Een illustrator die ik graag in the picture zou zetten is Carll Cneut. Bij het bekijken van het boek ‘de gouden kooi’ van Anna Castagnoli, merkte ik prachtige illustraties die bijna geschilderd of met wasco gekleurd leken. Ik ging op zoek naar achtergrondinformatie rond deze illustrator.

Carll is een Vlaamse illustrator en heeft al tal van boeken geïllustreerd. Carll drukt emoties uit in verschillende vormen en kleuren. De compositie van zijn tekeningen worden zijn grote sterkte genoemd. Hij suggereert een wereld die veel groter is dan de grenzen van zijn blad.

Je ziet de wereld buiten het boek in zijn tekeningen. Deze maakt hij nooit volledig af omdat zo de fantasie van de kinderen geprikkeld wordt. In hun eigen verbeelding kunnen ze de tekeningen aanvullen.

Carll vertelt zijn eigen verhaal in zijn illustraties. Dat zal af en toe wat afwijken van het verhaal. Momenteel is hij sinds enkele jaren docent illustratie aan de Koninklijke Academie voor Schone Kunsten in Gent.

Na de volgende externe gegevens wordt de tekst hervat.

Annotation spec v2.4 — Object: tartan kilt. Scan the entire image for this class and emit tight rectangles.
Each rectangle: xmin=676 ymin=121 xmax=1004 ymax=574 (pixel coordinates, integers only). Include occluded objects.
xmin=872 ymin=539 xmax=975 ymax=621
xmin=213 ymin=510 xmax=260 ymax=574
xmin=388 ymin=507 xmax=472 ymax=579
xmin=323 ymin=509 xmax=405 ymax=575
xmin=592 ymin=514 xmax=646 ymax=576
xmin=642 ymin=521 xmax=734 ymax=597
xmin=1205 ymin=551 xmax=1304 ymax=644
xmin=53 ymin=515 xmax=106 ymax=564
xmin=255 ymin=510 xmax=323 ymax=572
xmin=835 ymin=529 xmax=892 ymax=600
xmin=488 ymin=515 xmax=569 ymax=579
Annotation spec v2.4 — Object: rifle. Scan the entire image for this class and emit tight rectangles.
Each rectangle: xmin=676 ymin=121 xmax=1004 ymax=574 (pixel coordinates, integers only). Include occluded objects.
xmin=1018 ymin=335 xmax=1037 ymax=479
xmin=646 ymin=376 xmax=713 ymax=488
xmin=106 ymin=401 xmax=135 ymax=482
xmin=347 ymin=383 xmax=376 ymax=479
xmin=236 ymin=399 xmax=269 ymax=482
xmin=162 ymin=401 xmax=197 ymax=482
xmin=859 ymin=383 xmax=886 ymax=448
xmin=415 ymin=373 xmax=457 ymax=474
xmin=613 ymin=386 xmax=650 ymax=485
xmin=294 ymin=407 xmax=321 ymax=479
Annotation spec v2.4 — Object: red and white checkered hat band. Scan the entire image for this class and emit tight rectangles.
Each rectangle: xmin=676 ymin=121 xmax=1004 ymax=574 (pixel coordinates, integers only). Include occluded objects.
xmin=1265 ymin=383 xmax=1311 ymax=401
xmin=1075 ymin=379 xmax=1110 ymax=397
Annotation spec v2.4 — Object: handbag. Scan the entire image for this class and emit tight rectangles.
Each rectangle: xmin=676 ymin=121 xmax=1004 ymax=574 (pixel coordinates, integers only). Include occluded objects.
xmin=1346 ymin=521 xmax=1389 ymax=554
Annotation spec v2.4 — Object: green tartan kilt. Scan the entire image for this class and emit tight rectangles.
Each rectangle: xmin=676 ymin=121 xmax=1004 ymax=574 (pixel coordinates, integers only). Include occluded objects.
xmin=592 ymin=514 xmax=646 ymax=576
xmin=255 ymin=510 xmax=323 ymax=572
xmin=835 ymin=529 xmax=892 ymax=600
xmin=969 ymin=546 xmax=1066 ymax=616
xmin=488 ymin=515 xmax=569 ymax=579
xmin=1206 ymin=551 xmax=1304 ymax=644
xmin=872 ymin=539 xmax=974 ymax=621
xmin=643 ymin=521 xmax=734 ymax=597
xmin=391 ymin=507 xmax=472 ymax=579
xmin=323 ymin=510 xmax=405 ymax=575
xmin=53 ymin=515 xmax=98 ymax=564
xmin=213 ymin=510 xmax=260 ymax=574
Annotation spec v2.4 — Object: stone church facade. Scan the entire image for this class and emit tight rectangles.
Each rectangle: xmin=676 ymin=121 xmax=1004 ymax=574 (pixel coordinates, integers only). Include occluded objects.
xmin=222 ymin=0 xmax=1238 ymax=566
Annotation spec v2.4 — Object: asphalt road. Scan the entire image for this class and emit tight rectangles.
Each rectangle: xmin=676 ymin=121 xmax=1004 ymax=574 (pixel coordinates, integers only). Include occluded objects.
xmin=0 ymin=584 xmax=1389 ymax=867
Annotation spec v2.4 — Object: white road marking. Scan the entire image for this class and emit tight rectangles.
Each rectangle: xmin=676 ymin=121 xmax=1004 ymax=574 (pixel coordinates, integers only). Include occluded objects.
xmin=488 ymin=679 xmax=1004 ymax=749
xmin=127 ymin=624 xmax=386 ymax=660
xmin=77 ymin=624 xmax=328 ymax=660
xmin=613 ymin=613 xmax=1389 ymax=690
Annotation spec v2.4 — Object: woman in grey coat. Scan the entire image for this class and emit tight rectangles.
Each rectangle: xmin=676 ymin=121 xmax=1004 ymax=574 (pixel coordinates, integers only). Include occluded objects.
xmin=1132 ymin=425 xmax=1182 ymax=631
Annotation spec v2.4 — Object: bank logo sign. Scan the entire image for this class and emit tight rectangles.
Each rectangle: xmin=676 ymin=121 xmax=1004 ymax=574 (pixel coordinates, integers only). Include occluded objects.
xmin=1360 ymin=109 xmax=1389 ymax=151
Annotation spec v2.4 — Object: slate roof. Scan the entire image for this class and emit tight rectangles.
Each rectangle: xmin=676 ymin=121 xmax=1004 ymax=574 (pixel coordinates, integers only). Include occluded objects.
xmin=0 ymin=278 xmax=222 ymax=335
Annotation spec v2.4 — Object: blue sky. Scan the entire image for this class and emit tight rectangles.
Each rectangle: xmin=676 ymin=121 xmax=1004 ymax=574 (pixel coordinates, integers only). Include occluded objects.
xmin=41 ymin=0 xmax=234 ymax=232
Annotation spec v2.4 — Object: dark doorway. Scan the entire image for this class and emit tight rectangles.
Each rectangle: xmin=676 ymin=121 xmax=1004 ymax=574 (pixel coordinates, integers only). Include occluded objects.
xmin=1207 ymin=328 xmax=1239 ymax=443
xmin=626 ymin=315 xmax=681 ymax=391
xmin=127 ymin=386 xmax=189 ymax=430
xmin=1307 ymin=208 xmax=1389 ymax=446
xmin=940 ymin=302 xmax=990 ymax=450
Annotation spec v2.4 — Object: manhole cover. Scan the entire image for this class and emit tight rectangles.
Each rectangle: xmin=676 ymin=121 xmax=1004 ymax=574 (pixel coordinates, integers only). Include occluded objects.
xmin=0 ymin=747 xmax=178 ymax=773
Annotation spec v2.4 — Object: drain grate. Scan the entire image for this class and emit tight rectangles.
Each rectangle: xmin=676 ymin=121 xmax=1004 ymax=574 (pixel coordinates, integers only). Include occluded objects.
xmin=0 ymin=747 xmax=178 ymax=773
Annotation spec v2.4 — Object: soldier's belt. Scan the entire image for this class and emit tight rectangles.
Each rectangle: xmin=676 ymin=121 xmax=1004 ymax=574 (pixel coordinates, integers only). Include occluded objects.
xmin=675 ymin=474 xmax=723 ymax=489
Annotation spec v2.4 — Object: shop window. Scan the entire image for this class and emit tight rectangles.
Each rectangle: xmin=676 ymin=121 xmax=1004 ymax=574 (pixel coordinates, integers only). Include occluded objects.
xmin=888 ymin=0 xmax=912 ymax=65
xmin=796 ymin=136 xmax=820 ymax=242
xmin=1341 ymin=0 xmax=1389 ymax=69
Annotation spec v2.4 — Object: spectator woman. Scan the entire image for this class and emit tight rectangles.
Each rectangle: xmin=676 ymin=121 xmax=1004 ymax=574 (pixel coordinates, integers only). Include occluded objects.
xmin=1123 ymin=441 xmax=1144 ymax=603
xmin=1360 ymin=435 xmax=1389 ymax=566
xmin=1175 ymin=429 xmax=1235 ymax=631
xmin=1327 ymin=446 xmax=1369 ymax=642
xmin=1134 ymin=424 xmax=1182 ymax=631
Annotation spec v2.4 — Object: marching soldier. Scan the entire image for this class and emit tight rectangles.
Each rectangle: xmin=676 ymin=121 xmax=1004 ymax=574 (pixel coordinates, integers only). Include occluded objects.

Boeken van Carll die wat meer in de spotlights mogen staan:

  • Altijd wat te vieren – Annie M. G. Schmidt
  • Meneer Ferdinand – Agnes Guldemont
  • De Vuurzeevlieg en andere dierenverhalen – Toon Tellegen
  • Roodgeelzwartwit – Brigitte Minne
  • De gouden kooi – Anna Castagnoli
  • Slagveld van gebroken harten – Ed Franck
  • Dulle Griet – Geert De Kockere
  • Het Geheim van de Keel van de Nachtegaal – Peter Verhelst

De ridders van de ronde keukentafel

Een boek geschreven door Mark Tijsmans, een geliefde auteur in het vijfde leerjaar waar ik stage gaf dit jaar. De leerlingen gingen een aantal keer aan de slag met de boeken van Mark. Voor mijn les koos ik ervoor om aan de slag te gaan met ‘De ridders van de ronde keukentafel’. Rond dit boek hadden de leerlingen nog niet gewerkt. Het verhaal was ook niet gekend bij hen.

Tijdens deze les gingen we ook aan de slag met sms-taal. De leerlingen kregen een bericht van Mark, waarin hij zei dat hij niet aanwezig kon zijn op de receptie van zijn boeken. Dit bericht stond vol met afkortingen, alsook delen van woorden die vervangen waren door cijfers. Hier gingen de leerlingen mee aan de slag. Ze mochten zelf nieuwe woorden maken met cijfers, en met deze woorden slogans maken voor het boek.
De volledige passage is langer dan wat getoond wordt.